One area of research within mechanobiology, the study of how physical forces influence biological processes, is on the interplay between cells and their environment and how it impacts their ability to grow and spread.
Many studies have shown that stiffness of the extracellular matrix, the fibrous network of collagen that surrounds cells, promotes cellular mobility; cells can get a better grip on stiffer surfaces and thus invade neighboring tissue.
New research by scientists in the University of Pennsylvania School of Engineering and Applied Science is diving deeper into this relationship, showing that stiffness is not the only factor researchers should consider when studying this process.
The relationship between cellular adhesion and spread is a key factor in cancer metastasis. Better understanding of this dynamic would improve diagnosis of the disease and provide a potential target in combating it; reducing the ability of cells to grip their environment could keep them contained.
The study, published in the Proceedings of the National Academy of Sciences, was led by Vivek Shenoy, professor in the Department of Materials Science and Engineering and co-director of Penn's Center for Engineering Mechanobiology, along with Xuan Cao and Ehsan Ban, members of his lab. They collaborated with Jason Burdick, professor in the Department of Bioengineering, Boston University's Christopher Chen, the University of Michigan's Brendon Baker and the University of Hong Kong's Yuan Lin.
This collaboration reflects work of The Center for Engineering Mechanobiology, a National Science Foundation-funded Science and Technology Center that supports interdisciplinary research on the way cells exert and are influenced by the physical forces in their environment.
Previous work from Shenoy's group has shown that the relationship between cancer cells and the extracellular matrix is dynamic, containing feedback mechanisms that can change the ECM's properties, including overall stiffness. One earlier study investigated how cancer cells attempt to strike a balance in the density of the fibrous netting surrounding them. If there are too few fibers to grip, the cells can't get enough traction to move. If there are too many, the holes in the net become too small for the cells to pass through.
Their research has shown that feedback between the cells and extracellular matrix reshapes this network of fibers and is a key mechanism in cancer's spread. However, existing model systems for observing this process in the lab do not capture this feedback dynamic.
Cells are often cultured on top of hydrogel films. These gels are good for simulating tissues with different levels of stiffness, but they lack the fibers that are characteristic of extracellular matrix.
"It's widely believed," Shenoy said, "that stiffness is the only things that cells care about, but we're saying that's there's another dimension to this. Cells are constantly pulling on what is surrounding them, but," Burdick said, " when they are pulling on a static material like a hydrogel, that material doesn't change its stiffness in response."
Shenoy and his colleagues were interested in the points where cells actually bond to the surrounding matrix, known as focal adhesions. They developed a computer model that better simulates how the cells recruit new ligands that eventually form focal adhesions by altering the geometry of the matrix's component fibers.

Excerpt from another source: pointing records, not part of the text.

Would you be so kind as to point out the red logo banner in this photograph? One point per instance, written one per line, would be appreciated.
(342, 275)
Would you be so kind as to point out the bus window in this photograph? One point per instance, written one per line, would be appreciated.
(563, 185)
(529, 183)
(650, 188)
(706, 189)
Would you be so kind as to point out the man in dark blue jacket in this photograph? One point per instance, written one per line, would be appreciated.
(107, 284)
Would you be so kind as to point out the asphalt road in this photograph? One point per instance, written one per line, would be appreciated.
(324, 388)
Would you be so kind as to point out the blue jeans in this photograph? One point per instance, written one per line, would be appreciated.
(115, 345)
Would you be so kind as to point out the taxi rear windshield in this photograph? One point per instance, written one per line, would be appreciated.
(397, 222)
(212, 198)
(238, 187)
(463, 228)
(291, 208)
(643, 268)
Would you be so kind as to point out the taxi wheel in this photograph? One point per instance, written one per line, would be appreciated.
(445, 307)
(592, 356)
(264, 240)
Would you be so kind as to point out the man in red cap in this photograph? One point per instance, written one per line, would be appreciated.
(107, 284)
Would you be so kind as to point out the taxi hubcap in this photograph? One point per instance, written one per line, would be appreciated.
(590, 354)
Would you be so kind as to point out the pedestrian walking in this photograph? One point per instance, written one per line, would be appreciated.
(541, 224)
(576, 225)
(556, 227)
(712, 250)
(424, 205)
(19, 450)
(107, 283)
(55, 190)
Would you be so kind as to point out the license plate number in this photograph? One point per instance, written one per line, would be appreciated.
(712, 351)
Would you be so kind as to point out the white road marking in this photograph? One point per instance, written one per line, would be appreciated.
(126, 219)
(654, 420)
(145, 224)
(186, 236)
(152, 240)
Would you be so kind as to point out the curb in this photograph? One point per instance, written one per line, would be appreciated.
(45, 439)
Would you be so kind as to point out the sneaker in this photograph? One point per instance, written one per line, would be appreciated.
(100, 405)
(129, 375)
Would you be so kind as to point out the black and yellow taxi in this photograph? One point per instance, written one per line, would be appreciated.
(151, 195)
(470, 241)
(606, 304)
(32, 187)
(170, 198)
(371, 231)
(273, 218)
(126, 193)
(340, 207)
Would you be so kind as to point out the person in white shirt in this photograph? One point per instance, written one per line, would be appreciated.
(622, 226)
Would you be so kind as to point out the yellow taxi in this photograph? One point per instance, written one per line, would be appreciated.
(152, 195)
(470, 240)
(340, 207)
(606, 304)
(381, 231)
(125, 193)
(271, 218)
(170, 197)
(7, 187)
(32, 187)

In their model, cells are able to change the properties of the surrounding matrix when they pull on it. Specifically, they can break the crosslinks that hold the fibers together, allowing cells to change fiber density near their edges.
"Some fibers are drawn closer to the cells, which increases ligand density. Those are the parts they can grab onto," Shenoy said. "This means that the cell has more handles to hold on to. This is what doesn't happen if the model is static."

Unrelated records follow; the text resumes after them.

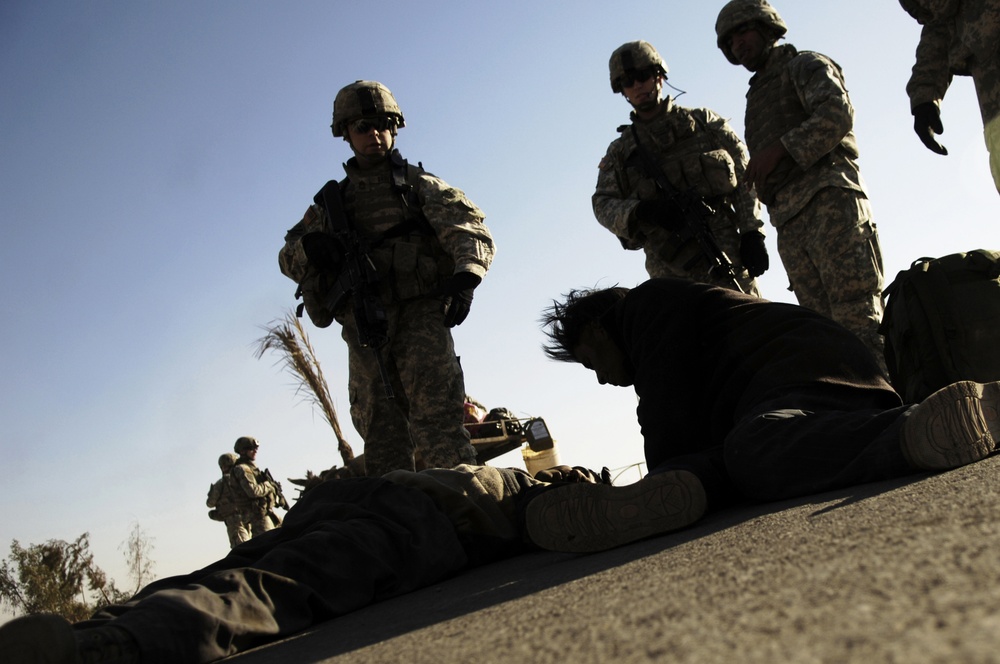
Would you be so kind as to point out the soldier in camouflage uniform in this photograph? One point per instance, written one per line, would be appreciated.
(696, 151)
(222, 500)
(254, 495)
(959, 38)
(803, 164)
(430, 249)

Working with Burdick and Chen, who have experience in creating custom three-dimensional hydrogels and fibrous networks with varied crosslinking, the research team ran physical experiments to validate their computer model. They created the fibrous hydrogels through an electrospinning process with subsequent photocrosslinking to link the polymers together. By creating fibrous hydrogels with different levels of crosslinks, the team was able to show that cells surrounded by matrices with fewer crosslinks were better able to draw in fibers and increase the number of focal adhesions around them.

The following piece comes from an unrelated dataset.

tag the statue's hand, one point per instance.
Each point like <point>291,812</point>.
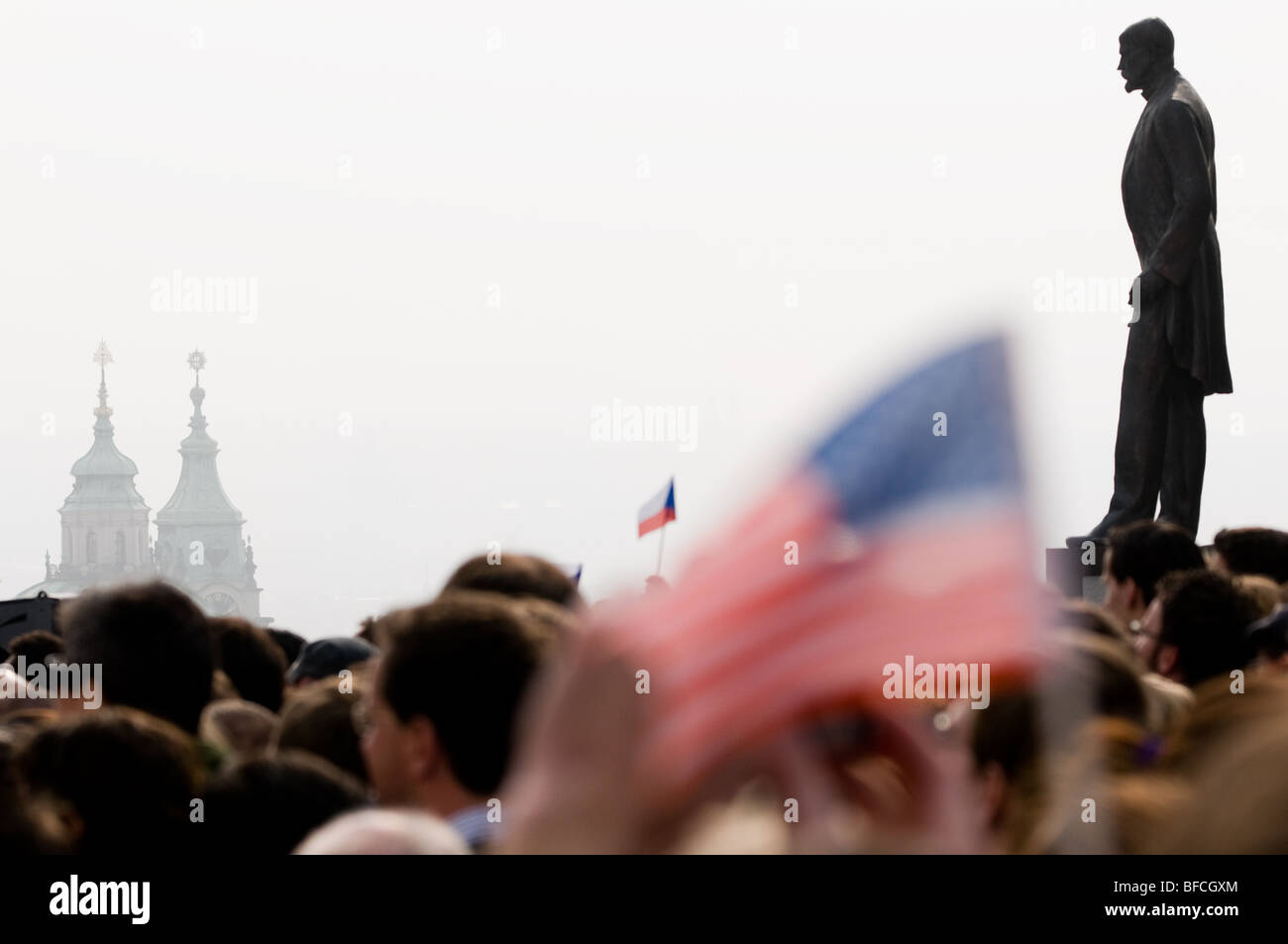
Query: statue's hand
<point>1151,283</point>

"When you're engineering a synthetic matrix," Burdick said, "you have a degree of control over various properties of the material. For example, it is possible to tune the fiber mechanics by altering the level of crosslinking within and between the fibers."
Further research from the group will look into the timescales over which these dynamic processes occur.
"Natural physiology is extremely complex," Shenoy said, "so we need to break it down to smaller pieces. Unless you get these smaller pieces right, the rest of the model is not going to be accurate."
The research was supported by National Cancer Institute grants U01CA202177 and U54CA193417, National Institutes of Health grants R01EB017753 and R01AR056624 and National Science Foundation Grant 1548571, as well through financial support from National Institutes of Health Pathway to Independence Award HL124322.